For more information on connecting to remote Spark clusters see the [Deployment](http://spark.rstudio.com/deployment.html) section of the sparklyr website.
## Using dplyr
We can now use all of the available dplyr verbs against the tables within the cluster.
We'll start by copying some datasets from R into the Spark cluster (note that you may need to install the nycflights13 and Lahman packages in order to execute this code):
```{r, eval=FALSE}
install.packages(c("nycflights13", "Lahman"))
```
```{r, message=FALSE}
library(dplyr)
iris_tbl <- copy_to(sc, iris)
flights_tbl <- copy_to(sc, nycflights13::flights, "flights")
batting_tbl <- copy_to(sc, Lahman::Batting, "batting")
src_tbls(sc)
```
To start with here's a simple filtering example:
```{r}
# filter by departure delay and print the first few records
flights_tbl %>% filter(dep_delay == 2)
```
[Introduction to dplyr](https://CRAN.R-project.org/package=dplyr) provides additional dplyr examples you can try.

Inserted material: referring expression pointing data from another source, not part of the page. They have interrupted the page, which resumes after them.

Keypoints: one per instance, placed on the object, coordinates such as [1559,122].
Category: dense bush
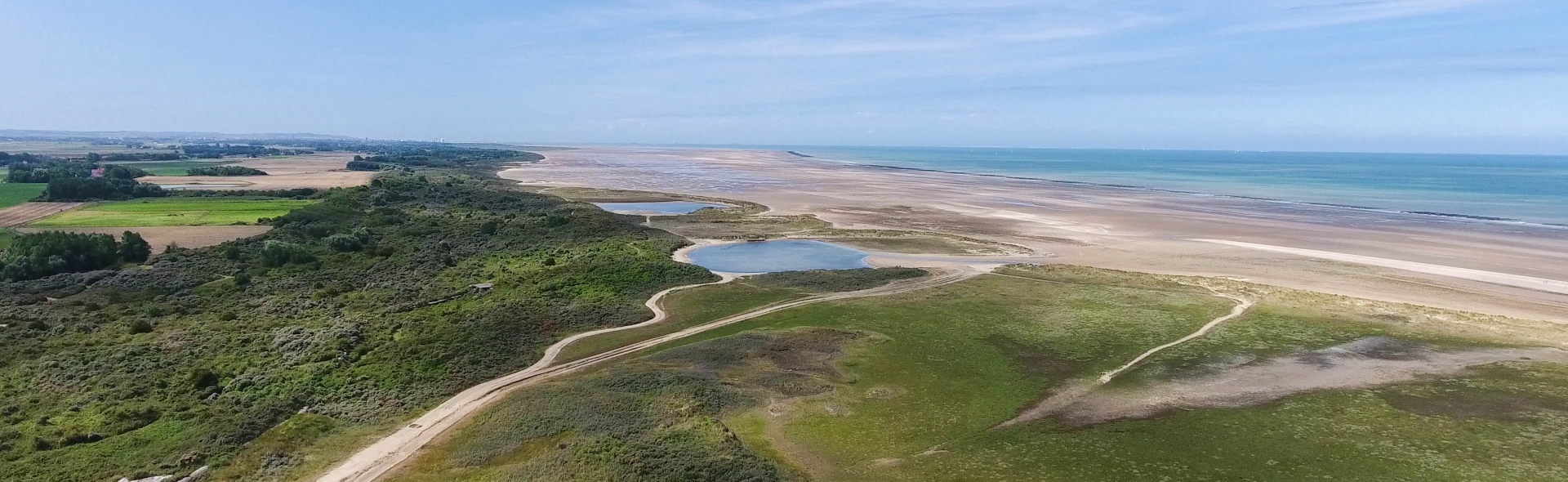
[39,255]
[134,248]
[225,172]
[276,253]
[223,150]
[243,335]
[38,168]
[88,189]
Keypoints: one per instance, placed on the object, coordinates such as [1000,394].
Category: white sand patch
[1410,266]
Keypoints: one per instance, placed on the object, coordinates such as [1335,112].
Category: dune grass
[935,371]
[172,212]
[18,194]
[687,308]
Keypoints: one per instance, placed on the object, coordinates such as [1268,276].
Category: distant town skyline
[1405,76]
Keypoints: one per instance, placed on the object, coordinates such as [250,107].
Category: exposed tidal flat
[1107,219]
[661,208]
[1486,187]
[778,257]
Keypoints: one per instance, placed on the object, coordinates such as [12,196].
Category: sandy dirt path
[1241,306]
[394,449]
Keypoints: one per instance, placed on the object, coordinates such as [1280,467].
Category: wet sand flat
[1114,228]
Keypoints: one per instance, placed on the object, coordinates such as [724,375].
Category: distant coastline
[1450,216]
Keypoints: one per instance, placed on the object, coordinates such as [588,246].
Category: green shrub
[134,248]
[276,253]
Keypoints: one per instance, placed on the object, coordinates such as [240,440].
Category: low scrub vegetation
[659,420]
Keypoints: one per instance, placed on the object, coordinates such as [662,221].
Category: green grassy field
[920,395]
[18,194]
[172,212]
[687,308]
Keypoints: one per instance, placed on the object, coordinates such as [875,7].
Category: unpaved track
[388,453]
[1241,306]
[27,212]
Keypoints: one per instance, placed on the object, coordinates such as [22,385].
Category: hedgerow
[105,374]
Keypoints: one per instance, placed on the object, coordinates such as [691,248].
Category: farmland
[354,306]
[173,167]
[921,383]
[18,194]
[172,212]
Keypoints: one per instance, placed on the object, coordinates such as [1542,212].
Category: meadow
[925,381]
[18,194]
[172,212]
[354,306]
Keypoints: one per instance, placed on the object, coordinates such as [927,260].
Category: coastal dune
[1490,267]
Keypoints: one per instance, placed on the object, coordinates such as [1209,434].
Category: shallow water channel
[778,257]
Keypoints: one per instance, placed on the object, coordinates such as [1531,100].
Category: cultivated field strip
[388,453]
[27,212]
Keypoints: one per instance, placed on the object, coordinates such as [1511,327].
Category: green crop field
[18,194]
[918,396]
[172,212]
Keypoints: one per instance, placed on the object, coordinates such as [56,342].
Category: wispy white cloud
[1290,15]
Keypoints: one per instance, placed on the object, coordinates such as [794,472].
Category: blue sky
[1426,76]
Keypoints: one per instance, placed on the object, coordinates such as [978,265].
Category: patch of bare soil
[160,238]
[27,212]
[1363,363]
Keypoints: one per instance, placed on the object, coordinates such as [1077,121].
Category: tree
[46,253]
[134,248]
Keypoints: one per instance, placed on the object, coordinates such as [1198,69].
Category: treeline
[38,168]
[91,189]
[225,150]
[356,306]
[73,180]
[225,172]
[32,257]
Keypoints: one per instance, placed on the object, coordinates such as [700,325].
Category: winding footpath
[386,454]
[1241,306]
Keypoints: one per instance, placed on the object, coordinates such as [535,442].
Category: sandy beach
[1486,267]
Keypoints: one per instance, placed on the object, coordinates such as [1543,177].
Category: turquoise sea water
[1529,189]
[778,257]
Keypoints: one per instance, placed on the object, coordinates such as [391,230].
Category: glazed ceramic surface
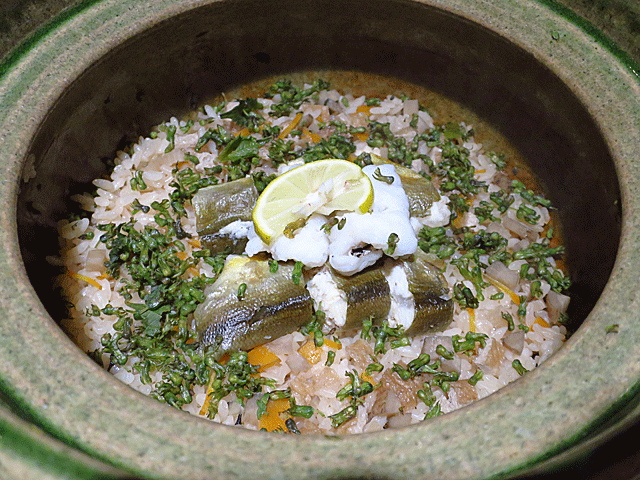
[91,80]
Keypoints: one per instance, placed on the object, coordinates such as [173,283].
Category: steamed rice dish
[446,289]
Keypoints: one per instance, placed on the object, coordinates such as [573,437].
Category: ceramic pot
[105,72]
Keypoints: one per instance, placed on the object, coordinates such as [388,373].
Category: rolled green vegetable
[217,207]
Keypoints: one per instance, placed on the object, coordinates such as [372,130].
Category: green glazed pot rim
[538,417]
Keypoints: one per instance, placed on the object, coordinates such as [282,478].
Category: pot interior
[189,59]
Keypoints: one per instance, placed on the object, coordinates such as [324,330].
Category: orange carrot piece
[472,319]
[540,321]
[84,278]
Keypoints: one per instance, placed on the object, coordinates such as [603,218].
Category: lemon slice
[323,186]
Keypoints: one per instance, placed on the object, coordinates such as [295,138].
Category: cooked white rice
[393,402]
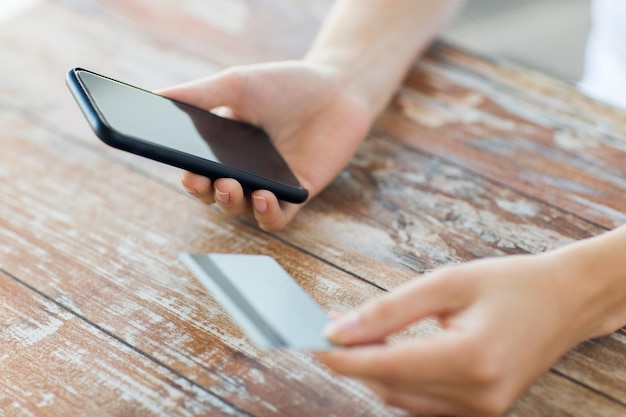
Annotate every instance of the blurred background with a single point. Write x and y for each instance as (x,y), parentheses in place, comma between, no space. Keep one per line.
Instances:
(547,35)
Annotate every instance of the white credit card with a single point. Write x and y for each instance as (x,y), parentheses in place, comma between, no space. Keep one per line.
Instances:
(263,299)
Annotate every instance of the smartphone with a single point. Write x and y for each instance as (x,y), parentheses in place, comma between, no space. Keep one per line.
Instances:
(165,130)
(263,299)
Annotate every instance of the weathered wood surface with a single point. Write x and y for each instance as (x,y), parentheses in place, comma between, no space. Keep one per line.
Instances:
(98,232)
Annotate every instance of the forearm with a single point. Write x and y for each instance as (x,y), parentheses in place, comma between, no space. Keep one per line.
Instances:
(372,43)
(598,281)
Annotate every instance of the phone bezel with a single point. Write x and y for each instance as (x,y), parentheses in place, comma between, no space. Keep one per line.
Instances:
(169,156)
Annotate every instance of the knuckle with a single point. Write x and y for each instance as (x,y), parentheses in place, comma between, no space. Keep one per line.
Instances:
(482,365)
(494,403)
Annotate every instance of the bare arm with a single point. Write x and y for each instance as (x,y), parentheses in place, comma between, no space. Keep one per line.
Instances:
(372,43)
(319,108)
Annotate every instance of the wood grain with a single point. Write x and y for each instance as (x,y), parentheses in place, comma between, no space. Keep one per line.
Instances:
(118,273)
(98,232)
(54,363)
(519,128)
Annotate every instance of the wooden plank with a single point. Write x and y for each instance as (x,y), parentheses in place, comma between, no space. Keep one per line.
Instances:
(104,242)
(53,363)
(517,127)
(412,262)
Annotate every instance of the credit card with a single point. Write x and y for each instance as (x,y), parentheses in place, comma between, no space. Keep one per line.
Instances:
(262,299)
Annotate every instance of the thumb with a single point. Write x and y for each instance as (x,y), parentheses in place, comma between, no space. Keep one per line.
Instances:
(222,89)
(436,294)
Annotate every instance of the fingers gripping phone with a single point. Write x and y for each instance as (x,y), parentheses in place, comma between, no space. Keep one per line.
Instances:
(165,130)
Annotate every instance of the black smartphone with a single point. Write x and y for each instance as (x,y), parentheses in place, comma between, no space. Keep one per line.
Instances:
(165,130)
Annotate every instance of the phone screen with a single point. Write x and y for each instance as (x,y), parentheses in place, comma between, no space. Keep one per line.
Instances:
(157,120)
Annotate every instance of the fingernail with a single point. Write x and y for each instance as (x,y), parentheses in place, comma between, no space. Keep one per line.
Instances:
(260,204)
(341,328)
(191,191)
(222,197)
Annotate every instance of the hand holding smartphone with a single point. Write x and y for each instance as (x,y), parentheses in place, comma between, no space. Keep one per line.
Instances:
(165,130)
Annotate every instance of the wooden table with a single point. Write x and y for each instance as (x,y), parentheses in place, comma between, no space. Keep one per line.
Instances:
(98,317)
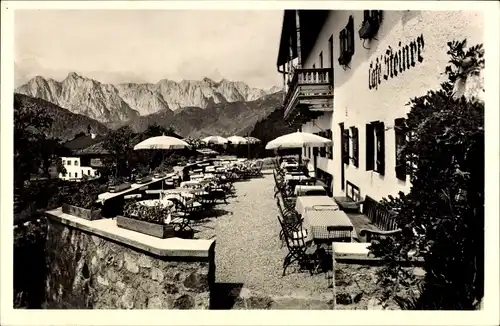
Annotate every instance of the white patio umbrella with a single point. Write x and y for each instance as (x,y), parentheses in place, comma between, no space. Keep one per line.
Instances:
(237,140)
(253,140)
(162,142)
(297,140)
(218,140)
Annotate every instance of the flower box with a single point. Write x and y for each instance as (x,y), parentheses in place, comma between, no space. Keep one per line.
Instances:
(119,187)
(88,214)
(161,231)
(144,179)
(159,175)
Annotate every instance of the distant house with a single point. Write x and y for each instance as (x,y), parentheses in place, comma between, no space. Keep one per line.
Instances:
(87,155)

For example, consider the last example from the tutorial which plots data on flight delays:
```{r ggplot2}
delay <- flights_tbl %>%
group_by(tailnum) %>%
summarise(count = n(), dist = mean(distance), delay = mean(arr_delay)) %>%
filter(count > 20, dist < 2000, !is.na(delay)) %>%
collect
# plot delays
library(ggplot2)
ggplot(delay, aes(dist, delay)) +
geom_point(aes(size = count), alpha = 1/2) +
geom_smooth() +
scale_size_area(max_size = 2)
```
### Window Functions
dplyr [window functions](https://CRAN.R-project.org/package=dplyr) are also supported, for example:
```{r}
batting_tbl %>%
select(playerID, yearID, teamID, G, AB:H) %>%
arrange(playerID, yearID, teamID) %>%
group_by(playerID) %>%
filter(min_rank(desc(H)) <= 2 & H > 0)
```
For additional documentation on using dplyr with Spark see the [dplyr](http://spark.rstudio.com/dplyr.html) section of the sparklyr website.
## Using SQL
It's also possible to execute SQL queries directly against tables within a Spark cluster. The `spark_connection` object implements a [DBI](https://github.com/rstats-db/DBI) interface for Spark, so you can use `dbGetQuery` to execute SQL and return the result as an R data frame:
```{r}
library(DBI)
iris_preview <- dbGetQuery(sc, "SELECT * FROM iris LIMIT 10")
iris_preview
```
## Machine Learning
You can orchestrate machine learning algorithms in a Spark cluster via the [machine learning](http://spark.apache.org/docs/latest/mllib-guide.html) functions within **sparklyr**. These functions connect to a set of high-level APIs built on top of DataFrames that help you create and tune machine learning workflows.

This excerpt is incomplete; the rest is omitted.